Hand Foot and Mouth Disease

Hand, foot, and mouth disease (HFMD) is a common, typically self-limited viral syndrome in children. HFMD is seasonal with individual cases and regional outbreaks usually occur in the spring, summer, and fall. In the United states, most cases involve children less than 4 years of age. Adults can also be affected, especially if they were in contact with children in childcare. Infected patients continue to shed the virus for a long time, making hand hygiene and environmental control measures in health care settings and daycare centers of vital importance, to prevent spread of the infection. 

HFMD is marked by fever, oral ulcers and papulovesicular rash affecting the palms of the hands, soles of the feet and buttocks. Skin lesions can be either asymptomatic or tender and painful. Desquamation can follow the rash. Symptoms usually last less than one week. Incubation period is 3 to 5 days with a prodrome that may include fever, malaise, abdominal pain, and myalgia 

HFMD is caused by infection with a variety of viruses in the genus Enterovirus. The most common strains that cause HFMD are coxsackievirus A16 and enterovirus 71. The rash of coxsackievirus A16 HFMD may be more extensive and severe. Clinical characteristics of HFMD caused by enterovirus 71 may be somewhat different, with smaller vesicles, diffuse erythema of the trunk and limbs, and higher fever (temperature ≥ 39°C [102.2°F] for more than 3 days).  Many other coxsackievirus strains have been detected, including A5, A7, A9, A10, B2, and B5. 

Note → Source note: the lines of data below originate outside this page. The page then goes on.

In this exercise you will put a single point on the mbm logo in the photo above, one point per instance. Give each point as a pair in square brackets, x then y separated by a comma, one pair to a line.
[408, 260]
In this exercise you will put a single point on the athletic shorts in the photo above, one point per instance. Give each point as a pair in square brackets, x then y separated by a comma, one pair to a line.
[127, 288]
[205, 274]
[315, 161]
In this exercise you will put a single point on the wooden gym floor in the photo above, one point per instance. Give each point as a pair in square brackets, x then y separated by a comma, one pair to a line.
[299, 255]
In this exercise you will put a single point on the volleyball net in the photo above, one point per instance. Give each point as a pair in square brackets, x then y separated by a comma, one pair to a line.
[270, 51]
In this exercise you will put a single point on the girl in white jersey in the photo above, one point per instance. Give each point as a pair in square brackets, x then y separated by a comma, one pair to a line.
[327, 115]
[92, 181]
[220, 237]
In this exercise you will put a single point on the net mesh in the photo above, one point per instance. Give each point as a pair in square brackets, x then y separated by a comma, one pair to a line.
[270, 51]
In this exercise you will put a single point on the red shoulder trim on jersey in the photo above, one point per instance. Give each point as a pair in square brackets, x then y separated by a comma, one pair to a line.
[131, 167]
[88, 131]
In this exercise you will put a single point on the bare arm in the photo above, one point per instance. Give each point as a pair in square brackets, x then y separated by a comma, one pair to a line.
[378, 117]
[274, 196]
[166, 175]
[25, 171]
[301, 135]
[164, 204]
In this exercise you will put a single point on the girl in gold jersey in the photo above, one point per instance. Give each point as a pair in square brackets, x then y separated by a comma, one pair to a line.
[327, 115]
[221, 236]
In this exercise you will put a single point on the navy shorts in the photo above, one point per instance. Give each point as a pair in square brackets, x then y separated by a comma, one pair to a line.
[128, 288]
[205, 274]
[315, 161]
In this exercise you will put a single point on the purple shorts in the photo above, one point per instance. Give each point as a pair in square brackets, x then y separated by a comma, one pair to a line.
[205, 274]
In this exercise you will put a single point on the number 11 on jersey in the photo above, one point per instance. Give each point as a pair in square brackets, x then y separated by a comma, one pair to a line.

Neurologic and cardiopulmonary complications are more often associated with enterovirus 71 infection. Neurologic manifestations associated with enterovirus 71 infection include aseptic meningitis, a poliomyelitis-like syndrome, brainstem encephalitis, neurogenic pulmonary edema, opsoclonus-myoclonus syndrome, cerebellar ataxia, Guillain-Barré syndrome, and transverse myelitis. 

Atypical HFMD associated with coxsackievirus A6 has been increasingly occurring in audlts worldwide. It often presents with atypical cutaneous features, less oral involvement, and a more severe and prolonged disease course compared with classic HFMD. The disease is usually self-limiting, resolving within 2 to 3 weeks. However, it may be followed by potential complications such as eczema coxsackium and nail dystrophy. 

In mild cases of HFMD, particularly in patients with a high probability of having the disease based on their clinical characteristics and sick contacts, laboratory testing is not necessary. Testing is usually reserved for severe cases and public health investigation of outbreaks. IgM-capture enzyme-linked immunosorbent assays (ELISAs) for coxsackievirus A16 and enterovirus 71 are available. Enteroviruses initially replicate in the gastrointestinal tract. Viremia precedes invasion of the skin and mucous membranes. Plasma can be tested for IgM antibody testing. Throat and vesicle specimens are preferred for culture and PCR. In the first week of disease, the IgM detection rate is 90.2% for enterovirus 71 and 68% for coxsackievirus A16. In cases with atypical manifestations, RT-PCR testing of vesicular fluid, throat swabs, or stool samples can aid in the diagnosis.

References

Repass G, etal. Hand Foot and Mouth Disease. Cleveland Clinic Journal of Medicine September 2014 vol. 81 9 537-543

Enterovirus, Molecular Detection, PCR, Plasma. www.mayomedicallaboratories.com/test-catalog/Clinical+and+Interpretive/89893. Accessed June 10, 2014. 

Yu N, etal. Evaluation of human enterovirus 71 and coxsackievirus A16 specific immunoglobulin M antibodies for diagnosis of hand-foot-and-mouth disease. Virol J 2012; 9:12. 

Wang W, Chiu S. Coxsackievirus A6–Induced Atypical Hand-Foot-Mouth Disease. JAMA Dermatol. Published online May 22, 2024. doi:10.1001/jamadermatol.2024.1029.